Sheffer sought a critical naturalism, that is, a non-reductive, pluralistic system of the cosmos articulated in logic by means of a generalized postulate theory (eventually, “superpostulates” for postulate theory itself) reflective of the results of empirical science.14 In this sense, like Quine later on, he unfolded the filaments of Russell’s approach to philosophy throughout his life, developing a kind of cosmic perspective on what there is. In the end, he held - as Lewis never did - that “we may define philosophy as the science which attempts to get postulates which shall embrace the widest possible field, - the Universe” (Sheffer 1918, 64).

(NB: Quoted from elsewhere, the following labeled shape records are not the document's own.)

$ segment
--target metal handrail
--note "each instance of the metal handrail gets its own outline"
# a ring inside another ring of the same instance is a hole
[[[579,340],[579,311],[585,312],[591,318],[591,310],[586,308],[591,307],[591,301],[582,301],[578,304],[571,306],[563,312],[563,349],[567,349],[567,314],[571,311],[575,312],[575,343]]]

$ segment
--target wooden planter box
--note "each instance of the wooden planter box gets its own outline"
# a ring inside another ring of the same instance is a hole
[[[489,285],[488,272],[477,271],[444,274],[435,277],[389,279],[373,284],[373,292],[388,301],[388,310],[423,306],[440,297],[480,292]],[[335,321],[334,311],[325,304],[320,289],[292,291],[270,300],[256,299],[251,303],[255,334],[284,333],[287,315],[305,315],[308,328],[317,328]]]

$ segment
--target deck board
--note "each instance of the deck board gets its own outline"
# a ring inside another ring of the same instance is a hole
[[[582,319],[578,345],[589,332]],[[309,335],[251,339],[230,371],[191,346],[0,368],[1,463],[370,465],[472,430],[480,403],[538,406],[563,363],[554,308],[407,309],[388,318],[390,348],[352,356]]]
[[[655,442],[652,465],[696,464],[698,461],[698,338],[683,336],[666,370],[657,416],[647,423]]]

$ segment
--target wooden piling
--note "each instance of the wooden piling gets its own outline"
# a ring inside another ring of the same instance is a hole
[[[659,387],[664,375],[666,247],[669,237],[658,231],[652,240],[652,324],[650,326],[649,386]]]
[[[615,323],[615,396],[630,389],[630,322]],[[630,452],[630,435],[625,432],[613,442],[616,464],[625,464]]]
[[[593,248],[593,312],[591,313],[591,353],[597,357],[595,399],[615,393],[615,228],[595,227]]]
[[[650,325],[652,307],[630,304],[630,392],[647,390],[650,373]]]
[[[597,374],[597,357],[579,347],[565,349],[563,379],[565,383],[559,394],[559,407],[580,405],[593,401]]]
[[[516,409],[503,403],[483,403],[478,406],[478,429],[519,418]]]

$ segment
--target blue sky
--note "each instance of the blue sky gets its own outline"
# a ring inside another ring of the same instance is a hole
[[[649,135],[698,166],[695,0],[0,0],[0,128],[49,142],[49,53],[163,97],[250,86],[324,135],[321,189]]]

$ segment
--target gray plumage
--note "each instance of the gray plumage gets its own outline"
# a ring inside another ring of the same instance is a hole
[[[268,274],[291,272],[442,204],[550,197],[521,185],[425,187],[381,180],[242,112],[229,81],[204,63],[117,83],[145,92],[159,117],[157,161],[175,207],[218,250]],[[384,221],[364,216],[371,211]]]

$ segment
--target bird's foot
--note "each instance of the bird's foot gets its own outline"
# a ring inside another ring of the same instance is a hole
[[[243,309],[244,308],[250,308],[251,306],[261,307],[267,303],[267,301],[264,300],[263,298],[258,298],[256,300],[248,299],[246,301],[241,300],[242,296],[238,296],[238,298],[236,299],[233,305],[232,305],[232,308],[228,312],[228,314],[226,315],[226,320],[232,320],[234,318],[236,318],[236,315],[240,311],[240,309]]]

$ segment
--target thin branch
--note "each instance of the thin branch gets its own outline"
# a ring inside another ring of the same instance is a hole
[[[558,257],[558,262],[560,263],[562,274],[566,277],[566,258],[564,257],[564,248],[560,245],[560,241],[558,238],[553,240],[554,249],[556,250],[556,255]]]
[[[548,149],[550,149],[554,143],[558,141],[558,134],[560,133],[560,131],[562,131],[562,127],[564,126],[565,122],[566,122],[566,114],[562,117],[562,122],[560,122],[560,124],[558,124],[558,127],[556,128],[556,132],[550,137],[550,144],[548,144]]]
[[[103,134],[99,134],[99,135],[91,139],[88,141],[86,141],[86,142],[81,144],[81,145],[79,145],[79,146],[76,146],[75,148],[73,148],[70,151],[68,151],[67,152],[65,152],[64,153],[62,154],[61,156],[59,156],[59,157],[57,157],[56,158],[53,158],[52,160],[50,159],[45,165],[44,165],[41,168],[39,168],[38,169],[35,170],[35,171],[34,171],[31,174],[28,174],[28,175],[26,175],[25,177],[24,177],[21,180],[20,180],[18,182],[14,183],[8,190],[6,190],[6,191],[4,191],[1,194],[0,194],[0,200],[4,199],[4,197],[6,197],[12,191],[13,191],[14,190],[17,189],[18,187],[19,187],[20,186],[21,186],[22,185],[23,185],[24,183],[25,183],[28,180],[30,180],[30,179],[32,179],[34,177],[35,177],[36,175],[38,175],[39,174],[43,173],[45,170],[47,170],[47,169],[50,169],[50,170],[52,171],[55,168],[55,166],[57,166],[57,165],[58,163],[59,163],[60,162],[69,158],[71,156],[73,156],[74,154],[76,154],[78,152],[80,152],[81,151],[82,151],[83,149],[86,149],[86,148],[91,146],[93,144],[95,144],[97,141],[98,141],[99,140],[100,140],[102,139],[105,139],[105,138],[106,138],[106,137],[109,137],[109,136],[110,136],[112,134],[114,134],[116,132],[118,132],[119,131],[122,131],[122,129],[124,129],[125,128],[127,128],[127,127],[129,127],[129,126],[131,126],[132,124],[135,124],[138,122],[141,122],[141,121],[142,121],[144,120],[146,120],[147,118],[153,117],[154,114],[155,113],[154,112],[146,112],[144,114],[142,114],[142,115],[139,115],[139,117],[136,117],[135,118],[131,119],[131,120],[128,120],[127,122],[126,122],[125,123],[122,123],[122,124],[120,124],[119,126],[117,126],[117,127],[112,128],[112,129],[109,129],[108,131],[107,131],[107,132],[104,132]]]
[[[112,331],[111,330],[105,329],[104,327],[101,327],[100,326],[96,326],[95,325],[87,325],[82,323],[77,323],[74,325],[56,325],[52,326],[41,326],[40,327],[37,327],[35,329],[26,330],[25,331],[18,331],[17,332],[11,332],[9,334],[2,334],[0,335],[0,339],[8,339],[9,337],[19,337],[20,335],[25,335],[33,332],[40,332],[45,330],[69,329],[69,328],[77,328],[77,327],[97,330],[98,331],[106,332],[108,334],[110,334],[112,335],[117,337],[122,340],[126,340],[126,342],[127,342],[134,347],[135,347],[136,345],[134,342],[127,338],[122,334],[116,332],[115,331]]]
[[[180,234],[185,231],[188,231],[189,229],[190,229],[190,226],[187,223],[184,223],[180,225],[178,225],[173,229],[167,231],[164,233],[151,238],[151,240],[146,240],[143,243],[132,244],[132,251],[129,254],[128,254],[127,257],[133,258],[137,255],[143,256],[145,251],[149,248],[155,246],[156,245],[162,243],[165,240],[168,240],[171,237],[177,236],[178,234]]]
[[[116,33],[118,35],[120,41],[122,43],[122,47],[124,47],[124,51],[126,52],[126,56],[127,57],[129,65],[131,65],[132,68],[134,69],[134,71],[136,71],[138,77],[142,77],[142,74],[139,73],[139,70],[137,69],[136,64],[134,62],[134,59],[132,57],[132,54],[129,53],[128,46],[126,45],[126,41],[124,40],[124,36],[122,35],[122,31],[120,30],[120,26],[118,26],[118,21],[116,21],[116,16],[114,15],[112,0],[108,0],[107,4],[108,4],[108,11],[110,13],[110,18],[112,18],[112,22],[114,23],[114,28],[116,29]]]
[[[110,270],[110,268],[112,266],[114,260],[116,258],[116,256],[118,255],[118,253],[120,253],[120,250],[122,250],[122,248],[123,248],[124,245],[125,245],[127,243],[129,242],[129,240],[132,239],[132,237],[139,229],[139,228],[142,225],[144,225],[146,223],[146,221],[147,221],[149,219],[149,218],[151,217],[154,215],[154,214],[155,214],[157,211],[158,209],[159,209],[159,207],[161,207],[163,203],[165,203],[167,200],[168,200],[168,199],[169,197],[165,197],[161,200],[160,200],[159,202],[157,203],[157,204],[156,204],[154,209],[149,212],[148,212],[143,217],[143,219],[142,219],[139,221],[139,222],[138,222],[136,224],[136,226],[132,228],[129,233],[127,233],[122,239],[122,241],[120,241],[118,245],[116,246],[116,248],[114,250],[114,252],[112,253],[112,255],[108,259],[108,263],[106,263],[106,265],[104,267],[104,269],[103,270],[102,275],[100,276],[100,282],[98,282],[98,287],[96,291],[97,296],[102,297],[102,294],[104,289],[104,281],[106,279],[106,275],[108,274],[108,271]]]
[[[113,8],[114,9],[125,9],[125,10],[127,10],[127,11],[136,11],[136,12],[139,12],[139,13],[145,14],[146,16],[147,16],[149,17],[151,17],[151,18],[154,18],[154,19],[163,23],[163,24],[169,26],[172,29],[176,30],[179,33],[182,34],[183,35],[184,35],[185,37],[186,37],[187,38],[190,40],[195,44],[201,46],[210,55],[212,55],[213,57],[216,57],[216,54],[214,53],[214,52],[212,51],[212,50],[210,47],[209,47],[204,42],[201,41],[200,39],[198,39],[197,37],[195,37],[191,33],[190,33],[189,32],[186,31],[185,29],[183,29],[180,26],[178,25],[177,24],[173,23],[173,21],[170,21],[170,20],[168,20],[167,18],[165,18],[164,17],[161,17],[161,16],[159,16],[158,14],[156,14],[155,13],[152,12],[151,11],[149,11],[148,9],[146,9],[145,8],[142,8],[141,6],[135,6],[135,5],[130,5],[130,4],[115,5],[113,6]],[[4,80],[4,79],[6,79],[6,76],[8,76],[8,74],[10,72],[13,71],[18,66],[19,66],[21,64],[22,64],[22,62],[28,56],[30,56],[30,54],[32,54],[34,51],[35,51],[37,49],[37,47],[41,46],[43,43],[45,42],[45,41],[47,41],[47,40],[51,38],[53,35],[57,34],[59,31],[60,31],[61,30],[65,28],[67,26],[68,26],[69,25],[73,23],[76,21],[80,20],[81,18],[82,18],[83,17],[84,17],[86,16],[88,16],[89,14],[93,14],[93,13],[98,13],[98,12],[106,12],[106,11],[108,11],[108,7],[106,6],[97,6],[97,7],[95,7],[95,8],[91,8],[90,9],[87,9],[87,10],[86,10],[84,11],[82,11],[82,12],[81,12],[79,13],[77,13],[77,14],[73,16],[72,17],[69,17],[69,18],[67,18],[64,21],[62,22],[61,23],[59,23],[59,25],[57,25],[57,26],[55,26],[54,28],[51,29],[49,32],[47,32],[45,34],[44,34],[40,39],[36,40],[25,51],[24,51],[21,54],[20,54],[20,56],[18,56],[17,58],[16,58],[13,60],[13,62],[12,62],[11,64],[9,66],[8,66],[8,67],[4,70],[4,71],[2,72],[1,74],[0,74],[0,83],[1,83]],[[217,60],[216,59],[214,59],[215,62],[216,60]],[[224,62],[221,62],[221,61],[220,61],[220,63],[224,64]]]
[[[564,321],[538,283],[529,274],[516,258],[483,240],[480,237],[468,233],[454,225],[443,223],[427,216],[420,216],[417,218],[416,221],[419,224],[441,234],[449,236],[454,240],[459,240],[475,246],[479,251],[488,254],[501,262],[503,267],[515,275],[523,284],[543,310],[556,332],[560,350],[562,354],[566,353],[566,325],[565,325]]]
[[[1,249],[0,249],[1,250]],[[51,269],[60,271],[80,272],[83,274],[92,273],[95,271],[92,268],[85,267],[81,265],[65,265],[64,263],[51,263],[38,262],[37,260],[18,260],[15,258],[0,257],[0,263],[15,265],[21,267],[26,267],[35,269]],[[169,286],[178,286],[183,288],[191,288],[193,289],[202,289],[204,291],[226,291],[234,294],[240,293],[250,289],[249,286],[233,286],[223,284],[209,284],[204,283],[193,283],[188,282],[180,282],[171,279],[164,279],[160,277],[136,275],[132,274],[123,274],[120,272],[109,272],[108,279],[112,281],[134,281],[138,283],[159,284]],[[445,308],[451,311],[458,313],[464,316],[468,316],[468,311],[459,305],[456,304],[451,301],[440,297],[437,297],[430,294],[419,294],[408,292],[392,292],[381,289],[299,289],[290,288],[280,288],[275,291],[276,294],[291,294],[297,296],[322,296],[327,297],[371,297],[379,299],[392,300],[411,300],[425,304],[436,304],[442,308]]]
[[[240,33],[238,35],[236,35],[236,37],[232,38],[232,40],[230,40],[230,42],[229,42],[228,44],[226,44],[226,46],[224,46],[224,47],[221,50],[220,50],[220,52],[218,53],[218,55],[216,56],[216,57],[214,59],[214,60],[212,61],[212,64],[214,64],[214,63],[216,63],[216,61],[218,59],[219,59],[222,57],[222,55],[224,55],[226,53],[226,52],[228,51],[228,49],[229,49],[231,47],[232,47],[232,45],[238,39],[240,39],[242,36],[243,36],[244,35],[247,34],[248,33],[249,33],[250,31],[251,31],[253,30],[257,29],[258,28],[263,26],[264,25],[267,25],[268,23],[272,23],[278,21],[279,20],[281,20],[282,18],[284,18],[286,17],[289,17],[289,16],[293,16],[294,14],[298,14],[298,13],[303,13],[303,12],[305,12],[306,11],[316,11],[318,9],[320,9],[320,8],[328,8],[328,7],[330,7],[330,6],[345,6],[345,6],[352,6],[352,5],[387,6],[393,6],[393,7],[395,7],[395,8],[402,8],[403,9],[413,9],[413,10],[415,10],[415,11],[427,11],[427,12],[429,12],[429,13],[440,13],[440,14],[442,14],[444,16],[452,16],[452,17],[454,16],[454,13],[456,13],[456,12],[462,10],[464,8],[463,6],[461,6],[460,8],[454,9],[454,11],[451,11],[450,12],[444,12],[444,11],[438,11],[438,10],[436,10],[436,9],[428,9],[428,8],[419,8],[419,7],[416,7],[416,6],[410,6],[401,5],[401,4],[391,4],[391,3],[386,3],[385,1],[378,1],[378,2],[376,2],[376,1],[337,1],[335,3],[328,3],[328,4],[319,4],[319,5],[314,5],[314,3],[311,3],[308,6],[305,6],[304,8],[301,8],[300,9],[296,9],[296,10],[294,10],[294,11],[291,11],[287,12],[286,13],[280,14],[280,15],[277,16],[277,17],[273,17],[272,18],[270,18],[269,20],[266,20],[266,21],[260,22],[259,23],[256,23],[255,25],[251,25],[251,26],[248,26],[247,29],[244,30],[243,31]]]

He believed in an empirical study of “implies,” and to that extent, he regarded himself as a pragmatist (Sheffer 1922, 40). In particular, he agreed with Lewis’s criticisms of Russell’s claims to have fully analyzed the “meaning” of “implies,” citing Lewis’s 1921 paper approvingly, and holding that it is “plausible,” given Lewis’s arguments, for us to speak of “logics” in the plural (Sheffer 1922, 62). He gave his students an introduction to “strange logics,” analogizing them to “non-Euclidean logics” and telling his students that they could “make logic as strange as you please - but keep it logic” (1922, 61ff.). Yet he also fashioned a kind of Russellian response to Lewis’s criticisms of Russell, denying that Lewis himself had succeeded in analyzing “implication” either (1922). (We shall discuss these remarks later in Section 2.2.)
In the end, Sheffer wanted to try to get past “analysis” of concepts, digging deeper. He took features of logical categorization and the nature of types to reflect “formal properties,” but these he regarded as ultimately “empirical” in nature, even though also “ahuman” in the sense of invariant with respect to alternative representations of the facts.15
On Sheffer’s view, postulates are to be tested empirically, by way of the theories whose forms they articulate. In this he follows Principia, where it is explicitly stated that the ground for holding the particular axioms of logic to be basic is their ability to comprehensively deduce mathematics -that is, the ground is in the end “inductive” (Whitehead and Russell 1925, Preface, v). Moreover, it is an “empirical” matter to determine which orders of relations are actually exhibited in reality (Whitehead and Russell 1925, Introduction, xv). In Sheffer’s generalized postulate theory is holistically beholden, even if indirectly, to physics and biology and the other sciences.16 Sheffer’s theory of postulate theory - “logic” - would be a kind of higher-order synthesis which would not be reductive due to the hierarchies and types that - wary of paradox - he knew lurked if one aimed to define one level wholly in terms of another. Sheffer lectured comprehensively on classics of philosophy of science from early on, always emphasizing the holistic role of hypothesis and revision in science, the intertwining of deduction and induction.17 Unlike Lewis - and more like Quine later on - he was a staunch aposteriorist about knowledge, even about logical and mathematical knowledge.